Глава 8

Поскольку моим гениальным предвидением месье Бонапарт был принят в 1788 году на русскую службу, наполеоновское нашествие нам больше не грозило. Трудно было вообразить, чтобы во Франции теперь нашёлся хоть кто-то, обладавший хотя бы небольшой долей талантов и веры в себя, присущих Николаю Карловичу, чтобы дойти хотя бы до Смоленска. Однако беда пришла с другой стороны… Как оказалось, ничто, — ни суровые зимы, ни моё уникальное послезнание, ни сам Господь Бог не смогли уберечь нас от не менее страшной напасти: вторжения Бонапартов! Не удивляйся, читатель — я имею в виду родственников грозного корсиканца.

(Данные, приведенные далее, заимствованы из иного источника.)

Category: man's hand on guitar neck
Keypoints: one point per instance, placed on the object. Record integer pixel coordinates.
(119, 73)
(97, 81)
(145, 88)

Они до поры до времени оставались на Корсике, а в 1793 году переехали в Марсель. Отец семейства — Карло Бонапарте — умер уже более 10 лет назад. Поначалу семья влачила в Марселе жалкое существование в качестве беженцев с Корсики, на которой старшие Бонапарты, — Люсьен и Жозеф, — имели неосторожность поссориться с вождём корсиканских националистов Паскуалем Паоли. Затем семья смогла перебраться в Париж. Братья Николая Карловича успешно делали карьеру во Франции: Люсьен — в республиканской армии, Жозеф — на гражданской службе Директории, и всё огромное семейство Бонапартов какое-то время напряжённо выжидало, пытаясь предугадать, кто из братьев более преуспеет — «французское крыло» в лице Жозефа и Люсьена, или же «посланец солнечной Корсики в сибирских снегах». Поначалу дела у Жозефа и Люсьена шли, пожалуй, даже получше, чем у его брата в далёкой заснеженной России, и семейство оставалось в Париже, считая франки до выдачи жалования и мечтая о лучших временах. И лишь когда стало известно о браке Николая Карловича и Александрин, все сомнения развеялись; и вскоре семейство высадило первый десант на Балтийском побережье, ускоренным маршем двинувшийся на Петербург.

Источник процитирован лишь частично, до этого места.